Defensive coordinator Phil Snow blamed that in part on inefficiency on first and second down. On 12 third-down situations against the Raiders, eight were 4 yards or less.
"You're not really in pass-rush mode because of those down and distances," Snow said.
Snow said it will be key to put Brady in obvious pass-rush situations because of his quick release and intelligence.
Without pressure, Brady has been one of the best in the NFL. Since 2014, among 30 quarterbacks with at least 1,000 attempts while not pressured, Brady has completed 71% of his passes to rank ninth.
Brady's touchdown-interception ratio of 5.1 (143 to 28) during that span is second only to the 5.72 of Green Bay's Aaron Rodgers. His total quarterback rating, according to ESPN Stats & Information, ranks fifth at 78.8.

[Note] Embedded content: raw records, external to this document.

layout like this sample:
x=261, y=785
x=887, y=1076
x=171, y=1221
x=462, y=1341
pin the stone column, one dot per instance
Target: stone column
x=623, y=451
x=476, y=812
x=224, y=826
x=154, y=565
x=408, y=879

Lack of pressure isn't always a factor with Brady. In last week's opener against New Orleans, Brady completed 21 of 30 passes for 208 yards and two touchdowns -- and both of his interceptions.
The Panthers are hoping first-round pick Derrick Brown, who showed flashes of brilliance in the opener, will be more consistent and step up his game against Tampa Bay. Veteran Zach Kerr is a candidate to replace Short as a starter if Carolina opens in a four-man front.
Woodrow Hamilton is a candidate to be called up from the practice squad to be a part of the rotation. Rhule also mentioned that end Efe Obada, who beefed up during the offseason, can play inside.
Carolina also could go with more three-man fronts, as the Panthers effectively did in the second half against the Raiders. Snow said that's a part of the base defense and didn't rule out using it more.
It's effective because Burns, who also plays outside linebacker, and rookie linebacker/safety Jeremy Chinn are so versatile and able to play multiple positions.
Regardless, Snow said the Panthers have to be sharper than they were in the opener. He recalled that once, when Snow was a position coach with the Detroit Lions, Brady helped New England overcome a 10-point deficit in the final six minutes without having a play over 10 yards.
"He just has the ability to move the chains and always has," Snow said. "He's so intelligent out there, knows what you're in and executes. That's who Brady is, and I don't think that's changed."